Passed by the U.S. Congress in 1908, FELA was designed to protect and compensate railroaders who sustain injuries while working. Unlike state workers' compensation law, FELA requires the injured worker to prove that the railroad was "legally negligent," at least in part, in causing an injury.

Cecil Lee Petree claims he sustained permanent injuries to his back on Dec. 7, 2006, while working as a signal maintenance assistant.

He claims because of the nature of his injuries, he suffered great physical and mental pain and anguish, and alleges he could suffer those symptoms the remainder of his life.

Under FELA, injured workers can seek compensation for wage losses past and future, medical expenses and treatments, pain and suffering, and for partial or permanent disability. If an employee dies, survivors are entitled to recover damages which they have suffered because of the death.

After proving negligence, the injured worker is entitled to full compensation, which is usually many times greater than that provided by state workers' compensation benefits for non-railroaders which provide benefits on a no-fault basis

Petree also claims he has become liable for medical expenses he incurred and claims he has lost and will continue to suffer economic damages in lost wages.

He claims Union Pacific failed to provide him a reasonably safe place to work, failed to provide safe conditions to work, failed to provide adequate assistance and failed to provide safe tools and equipment.

Represented by David Wilson and Matt Matheny of Beaumont, Petree is seeking damages in excess of $75,000, plus costs.

The case has been assigned to District Judge T. John Ward.

FELA allows a claim to be brought in federal or state court, whichever better suits the employee's convenience or purpose. The case may be filed in any city into which a railroad passes, or even where the railroad has no tracks but has a business office.

According to a published report by the Transportation Research Board (TRB), railroad management has argued that the FELA process imposes higher costs on the rail industry than those imposed by the workers' compensation system on its competitors -- primarily the trucking industry. That places railroads at a competitive disadvantage, the rail industry argues.

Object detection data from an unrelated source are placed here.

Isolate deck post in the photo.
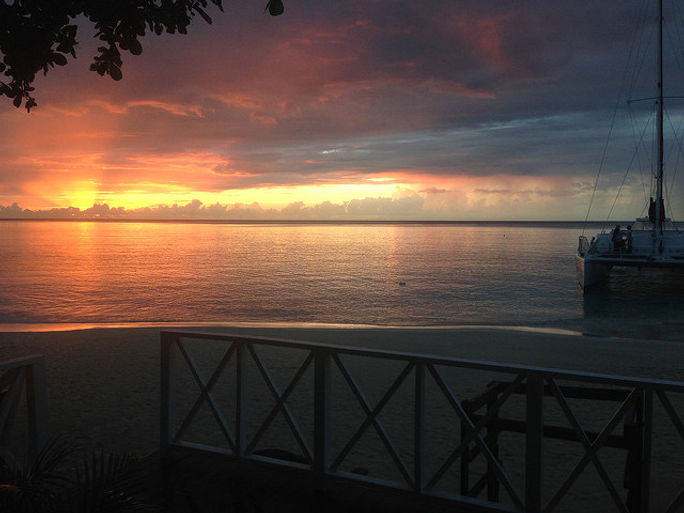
[233,341,246,458]
[640,387,653,513]
[313,348,330,476]
[413,362,425,493]
[25,355,47,455]
[485,388,499,502]
[159,331,178,458]
[525,372,544,513]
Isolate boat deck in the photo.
[585,253,684,269]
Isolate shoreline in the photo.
[0,324,684,454]
[0,319,684,342]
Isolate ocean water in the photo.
[0,221,684,326]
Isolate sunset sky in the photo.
[0,0,684,220]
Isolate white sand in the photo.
[0,327,684,511]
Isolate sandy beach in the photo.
[0,326,684,511]
[0,327,684,454]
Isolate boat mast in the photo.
[655,0,665,237]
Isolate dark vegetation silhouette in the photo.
[0,437,154,513]
[0,0,284,111]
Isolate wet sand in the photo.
[0,327,684,454]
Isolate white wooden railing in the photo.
[161,331,684,513]
[0,355,47,454]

Rail union leaders contend that FELA is a necessary system to provide fair compensation and to offer incentives to industry to offer a safe working environment.

At the request of Congress, a TRB committee that produced the report compared FELA with other workers' compensation systems. The committee concluded that while FELA provides higher benefits it can result in delays in payments, involve higher transaction costs, and result in greater costs to railroads.

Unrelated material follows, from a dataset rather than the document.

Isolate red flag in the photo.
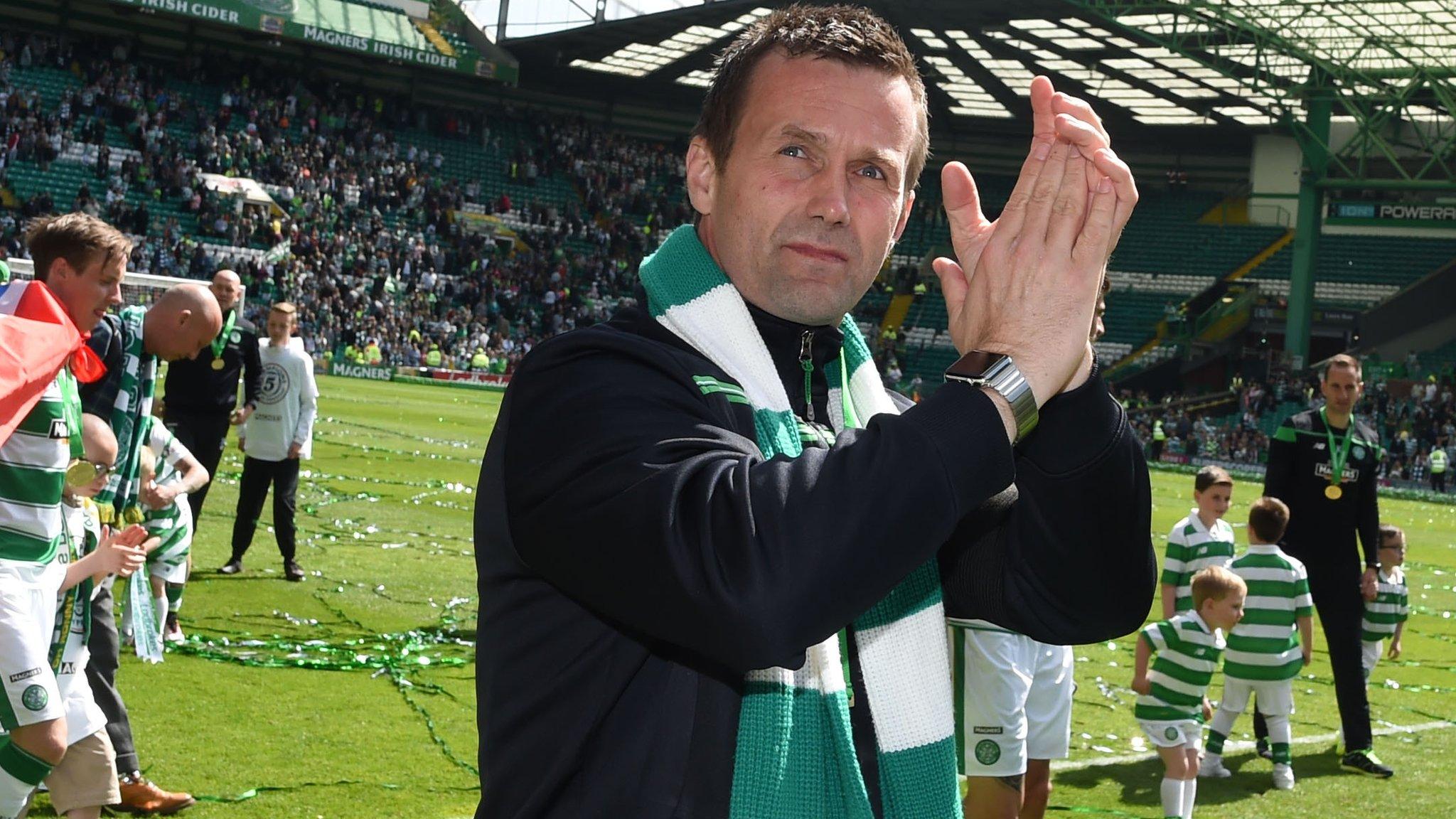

The committee recommended that industry and labor make constructive changes in the FELA process that could help reduce costs. One means of doing so would be to rely on alternative dispute-resolution mechanisms to reduce the extent of litigation.

Due to the high degree of unionization in the railroad industry, any reductions in injury compensation benefits are likely to be resisted strongly by labor, the TRB concluded.